Partono le ricerche. Gli amici di "Comunione e Liberazione", gruppo del quale Lidia fa parte, setacciano i dintorni.
Il 7 gennaio, tre di loro, in una traversa sterrata di via Filzi, in località Sass Pinì, avvistano la Panda. L’auto ha il quadro ancora acceso, il serbatoio segna la riserva. Lo sportello del guidatore è aperto, e a terra c’è il corpo senza vita di Lidia. È coperta da cartoni, la faccia in giù, i pugni chiusi. Ma come è finita Lidia in un luogo come quello, frequentato da tossicomani, coppiette e prostitute? Per il medico legale la ragazza e’ stata colpita a morte da 29 coltellate E, prima di morire, ha avuto un rapporto sessuale. Probabilmente il primo e forse con violenza.
Lidia era vestita quando l’hanno trovata, ma aveva i collant infilati al rovescio e i pantaloni negli stivali, come lei non li portava. Nella sua borsa viene trovato un foglio a quadretti. È una lettera scritta da Lidia e sembra una lettera d’amore: “Ti volevo dire amore mio, che fuori oggi c’è una pioggierellina fredda… ma dimmi perché sorridi, perché il tuo sguardo è cosi dolce, luminoso e reale, perché sollevi gli occhi al cielo e perché io non posso che arrendermi alla realtà. Non posso che riconoscere che tu ci sei… non so se ci sarà un futuro insieme per noi”.La lettera si conclude con un mistico “amen”.

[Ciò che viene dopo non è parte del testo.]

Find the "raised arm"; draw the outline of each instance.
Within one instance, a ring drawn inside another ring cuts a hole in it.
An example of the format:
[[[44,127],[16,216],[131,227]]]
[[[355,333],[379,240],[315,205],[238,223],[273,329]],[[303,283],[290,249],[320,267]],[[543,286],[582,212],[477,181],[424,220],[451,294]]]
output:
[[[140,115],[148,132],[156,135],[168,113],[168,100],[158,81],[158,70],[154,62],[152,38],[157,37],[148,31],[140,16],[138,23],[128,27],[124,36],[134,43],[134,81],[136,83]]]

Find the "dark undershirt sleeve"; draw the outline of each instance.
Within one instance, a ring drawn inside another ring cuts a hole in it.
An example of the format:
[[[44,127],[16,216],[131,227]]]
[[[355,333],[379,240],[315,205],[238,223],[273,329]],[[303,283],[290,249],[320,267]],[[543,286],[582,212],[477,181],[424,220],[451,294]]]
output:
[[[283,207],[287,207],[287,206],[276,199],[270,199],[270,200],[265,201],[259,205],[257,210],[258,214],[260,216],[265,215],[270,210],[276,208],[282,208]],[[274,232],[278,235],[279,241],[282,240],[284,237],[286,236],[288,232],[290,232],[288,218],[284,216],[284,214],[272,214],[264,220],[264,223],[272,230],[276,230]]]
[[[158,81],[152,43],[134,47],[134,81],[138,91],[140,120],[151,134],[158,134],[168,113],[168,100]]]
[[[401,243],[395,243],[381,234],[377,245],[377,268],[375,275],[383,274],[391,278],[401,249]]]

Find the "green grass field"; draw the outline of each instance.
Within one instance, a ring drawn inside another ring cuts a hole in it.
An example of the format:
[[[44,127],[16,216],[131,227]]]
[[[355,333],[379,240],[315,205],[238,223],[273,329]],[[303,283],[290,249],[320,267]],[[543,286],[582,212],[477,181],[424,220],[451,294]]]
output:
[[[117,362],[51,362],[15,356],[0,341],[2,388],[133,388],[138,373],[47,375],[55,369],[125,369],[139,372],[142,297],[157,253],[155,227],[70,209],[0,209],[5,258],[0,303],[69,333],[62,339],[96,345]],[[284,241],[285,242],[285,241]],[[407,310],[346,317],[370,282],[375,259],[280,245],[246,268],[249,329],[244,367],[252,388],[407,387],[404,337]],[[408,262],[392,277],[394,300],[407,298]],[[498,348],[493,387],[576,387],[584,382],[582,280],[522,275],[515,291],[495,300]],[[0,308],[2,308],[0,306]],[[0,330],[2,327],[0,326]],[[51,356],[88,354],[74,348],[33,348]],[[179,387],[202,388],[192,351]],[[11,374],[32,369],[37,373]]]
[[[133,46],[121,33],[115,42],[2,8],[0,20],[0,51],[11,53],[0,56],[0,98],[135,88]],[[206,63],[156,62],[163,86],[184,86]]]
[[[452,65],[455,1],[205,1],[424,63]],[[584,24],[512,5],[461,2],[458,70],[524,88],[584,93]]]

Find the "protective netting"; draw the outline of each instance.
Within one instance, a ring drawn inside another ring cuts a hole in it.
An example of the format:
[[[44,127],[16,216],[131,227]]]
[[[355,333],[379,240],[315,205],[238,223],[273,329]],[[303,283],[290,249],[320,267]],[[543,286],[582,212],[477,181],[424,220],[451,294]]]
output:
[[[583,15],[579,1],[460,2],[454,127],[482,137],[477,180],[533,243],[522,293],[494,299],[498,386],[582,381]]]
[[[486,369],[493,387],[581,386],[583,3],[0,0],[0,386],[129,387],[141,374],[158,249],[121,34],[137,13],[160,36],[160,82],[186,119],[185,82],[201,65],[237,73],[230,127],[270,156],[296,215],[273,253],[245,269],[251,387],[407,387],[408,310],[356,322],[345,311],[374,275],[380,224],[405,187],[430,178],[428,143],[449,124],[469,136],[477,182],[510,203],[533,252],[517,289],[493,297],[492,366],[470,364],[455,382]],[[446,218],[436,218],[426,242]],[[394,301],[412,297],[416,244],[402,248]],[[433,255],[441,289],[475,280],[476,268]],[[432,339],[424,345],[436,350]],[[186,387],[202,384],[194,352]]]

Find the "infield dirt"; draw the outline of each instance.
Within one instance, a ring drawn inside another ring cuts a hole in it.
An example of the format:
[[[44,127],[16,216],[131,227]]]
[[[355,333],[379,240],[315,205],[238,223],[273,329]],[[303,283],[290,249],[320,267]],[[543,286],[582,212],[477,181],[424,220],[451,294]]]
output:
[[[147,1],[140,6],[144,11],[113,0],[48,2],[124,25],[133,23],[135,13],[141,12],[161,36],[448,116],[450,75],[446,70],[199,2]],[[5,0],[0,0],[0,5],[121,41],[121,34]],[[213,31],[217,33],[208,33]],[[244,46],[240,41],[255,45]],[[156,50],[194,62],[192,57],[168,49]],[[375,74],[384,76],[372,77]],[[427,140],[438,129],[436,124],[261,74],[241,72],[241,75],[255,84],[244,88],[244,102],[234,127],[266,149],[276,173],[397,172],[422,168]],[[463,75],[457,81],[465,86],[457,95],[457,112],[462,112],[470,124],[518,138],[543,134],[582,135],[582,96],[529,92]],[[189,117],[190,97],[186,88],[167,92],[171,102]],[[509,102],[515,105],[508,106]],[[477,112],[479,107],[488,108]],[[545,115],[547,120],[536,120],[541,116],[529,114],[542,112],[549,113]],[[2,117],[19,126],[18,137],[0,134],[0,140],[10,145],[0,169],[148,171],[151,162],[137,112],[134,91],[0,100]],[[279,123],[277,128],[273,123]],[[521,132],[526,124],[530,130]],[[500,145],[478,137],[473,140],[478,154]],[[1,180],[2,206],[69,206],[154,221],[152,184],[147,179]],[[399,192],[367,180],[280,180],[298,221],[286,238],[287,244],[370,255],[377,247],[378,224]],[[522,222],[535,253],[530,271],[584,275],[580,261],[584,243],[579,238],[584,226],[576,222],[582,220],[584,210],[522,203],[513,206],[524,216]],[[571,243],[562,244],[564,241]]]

Le indagini vengono svolte nel più stretto riserbo, si scava nella vita della vittima, 21 anni, iscritta al secondo anno di giurisprudenza all’università statale di Milano. Solare, allegra, sportiva, ama la musica e le buone letture. Scrive molto: pensieri, ma anche poesie. Profondamente cristiana, cresciuta tra gli scout, attivista di "Comunione e Liberazione", temperamento da leader. Non emerge alcun mistero, eppure si crede poco all’ipotesi del balordo sempre più a quella dell’assassino appartenente alla sua cerchia. Si occupa delle indagini il sostituto procuratore Agostino Abate. Tutto questo avveniva nel 1987. Le imminenti svolte più volte annunciate anche recentemente, non ci sono mai state. Ancora oggi, a chi si rivolge al magistrato Abate, che da sempre indaga su questo omicidio, lui risponde “di dover difendere una riservatezza che potrebbe rivelarsi decisiva per il prosieguo”.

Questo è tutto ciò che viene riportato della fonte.